いずれの評価も、ロシアがウクライナ侵攻時にどれくらいの砲弾を保有していたのか、砲弾の消費速度がどれくらいなのかに基づく。そのため、さまざまな数字が飛び交うのを目にしてきた。
米テレビCNNは1月に、ロシア軍が発射していた砲弾数が1日平均2万発から5000発に減少したという米当局者の指摘を報じた。これに対し、ウクライナ軍は1日あたり推定6万発から2万発に減少したという。
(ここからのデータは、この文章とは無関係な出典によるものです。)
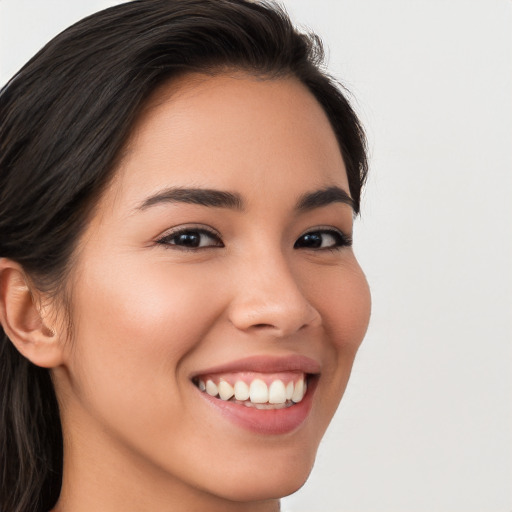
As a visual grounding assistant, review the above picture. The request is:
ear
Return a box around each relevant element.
[0,258,63,368]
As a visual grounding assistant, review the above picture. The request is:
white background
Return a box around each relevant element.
[0,0,512,512]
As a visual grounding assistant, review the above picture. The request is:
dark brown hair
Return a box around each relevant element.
[0,0,367,512]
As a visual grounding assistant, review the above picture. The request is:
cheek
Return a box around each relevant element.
[71,260,226,403]
[306,258,371,394]
[316,259,371,356]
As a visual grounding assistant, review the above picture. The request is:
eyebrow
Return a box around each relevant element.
[138,186,354,212]
[297,187,355,212]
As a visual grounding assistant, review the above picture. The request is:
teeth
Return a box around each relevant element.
[268,380,286,404]
[206,380,219,396]
[292,379,304,404]
[235,380,250,402]
[219,380,235,400]
[286,381,293,400]
[197,378,307,409]
[249,379,268,404]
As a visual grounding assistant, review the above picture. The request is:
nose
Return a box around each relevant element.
[229,255,321,338]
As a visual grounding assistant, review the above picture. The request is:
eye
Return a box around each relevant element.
[157,228,224,249]
[293,229,352,250]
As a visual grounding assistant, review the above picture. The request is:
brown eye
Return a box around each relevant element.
[158,229,224,249]
[293,229,352,249]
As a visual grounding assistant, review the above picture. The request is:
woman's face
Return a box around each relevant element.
[54,74,370,508]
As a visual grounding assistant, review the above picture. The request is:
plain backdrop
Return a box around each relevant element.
[0,0,512,512]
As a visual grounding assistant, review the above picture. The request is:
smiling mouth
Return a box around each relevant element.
[192,371,313,410]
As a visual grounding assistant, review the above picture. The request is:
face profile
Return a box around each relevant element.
[50,75,369,508]
[0,1,370,512]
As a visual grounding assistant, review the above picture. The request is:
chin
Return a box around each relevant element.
[202,446,314,502]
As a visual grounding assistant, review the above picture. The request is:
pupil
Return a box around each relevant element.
[304,233,322,248]
[178,233,199,247]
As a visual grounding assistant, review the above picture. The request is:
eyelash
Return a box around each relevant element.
[156,227,352,251]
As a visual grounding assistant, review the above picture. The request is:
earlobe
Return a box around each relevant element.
[0,258,62,368]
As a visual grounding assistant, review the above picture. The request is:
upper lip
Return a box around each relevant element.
[191,354,321,378]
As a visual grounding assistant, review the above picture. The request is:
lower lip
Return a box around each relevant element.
[196,378,317,435]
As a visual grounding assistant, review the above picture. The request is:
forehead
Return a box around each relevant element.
[105,73,348,210]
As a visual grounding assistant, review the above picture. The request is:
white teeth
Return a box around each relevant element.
[197,378,307,409]
[206,380,219,396]
[268,380,286,404]
[249,379,268,404]
[219,380,235,400]
[292,379,304,404]
[286,381,293,400]
[235,380,250,402]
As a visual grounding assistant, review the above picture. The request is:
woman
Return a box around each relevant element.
[0,0,370,512]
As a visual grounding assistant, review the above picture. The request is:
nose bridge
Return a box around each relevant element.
[230,250,320,337]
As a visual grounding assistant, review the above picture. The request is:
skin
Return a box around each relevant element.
[47,74,370,512]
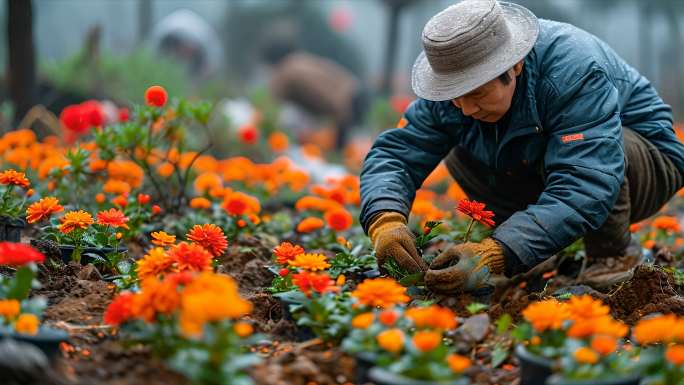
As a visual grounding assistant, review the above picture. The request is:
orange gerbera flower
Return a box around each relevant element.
[59,210,93,234]
[223,191,261,216]
[287,253,330,271]
[190,197,211,209]
[185,223,228,257]
[405,305,458,330]
[456,199,494,227]
[26,197,64,223]
[151,231,176,247]
[0,169,31,188]
[376,329,404,354]
[97,208,128,229]
[273,242,304,265]
[168,242,212,272]
[136,247,173,280]
[567,294,610,321]
[412,330,442,353]
[522,299,570,332]
[297,217,325,233]
[323,208,354,231]
[351,278,410,308]
[651,215,682,233]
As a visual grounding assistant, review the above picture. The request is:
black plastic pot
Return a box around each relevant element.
[354,352,376,384]
[368,366,470,385]
[0,326,69,360]
[0,215,26,243]
[546,374,642,385]
[515,345,553,385]
[59,245,128,265]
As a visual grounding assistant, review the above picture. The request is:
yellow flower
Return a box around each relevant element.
[376,329,404,354]
[287,253,330,271]
[14,314,40,335]
[352,278,410,308]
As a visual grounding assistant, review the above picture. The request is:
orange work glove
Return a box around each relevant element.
[368,211,427,273]
[425,238,506,293]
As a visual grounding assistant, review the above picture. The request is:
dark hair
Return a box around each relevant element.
[499,71,513,86]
スペイン紙エル・パイスは3月に、欧州連合(EU)の内部情報筋の話としてロシア軍は1日あたり4万〜5万発を発射していると報じた。ウクライナへの砲弾の主要供給国であるラトビア政府の、ロシア軍が1日あたり推定2万〜6万発を発射しているという見方も伝えた。
また、同月にはウクライナのオレクシー・レズニコフ国防相が、弾薬の提供を求めるEUへの書簡の中で、ロシア軍は1日平均約1万5000発を発射していると述べている。
ウクライナの前線から戻ったポーランドの軍事情報企業Rochan Consulting(ロチャン・コンサルティング)の防衛アナリスト、コンラッド・ムジカは同月、ロシア軍が1日あたり推定約1万発の砲弾を消費しているとの見方を示した。
ロシア軍の砲弾の消費が1日6万発から2万発に減ったのか、2万発から5000発になったのかはわからないが、発射回数が減っているのは多くの解説者が認めるところだ。
開戦当初、ウクライナのアナリストはロシア軍が約52万5000発を国内に備蓄していると推定していた。英テレビBBCのジャーナリスト、マーク・アーバンはロシア軍の保有する砲弾の総数は1600万発に達するかもしれないと述べているが、ロシア軍自体も正確な数を把握しておらず、40年以上前の砲弾のどれくらいの数が今でも使えるかもわかっていない可能性が高い。
発射回数の大幅減は備蓄が著しく枯渇していることを示唆している。ロシアは古い砲弾を備蓄から引き出していると報じられているが、その50%もの砲弾が明らかに錆びており、保存状態はひどく、また製造から年数も経っているため良好な状態ではないようだ。部隊にはこれまで使用には適さないとされていた砲弾が支給されているという。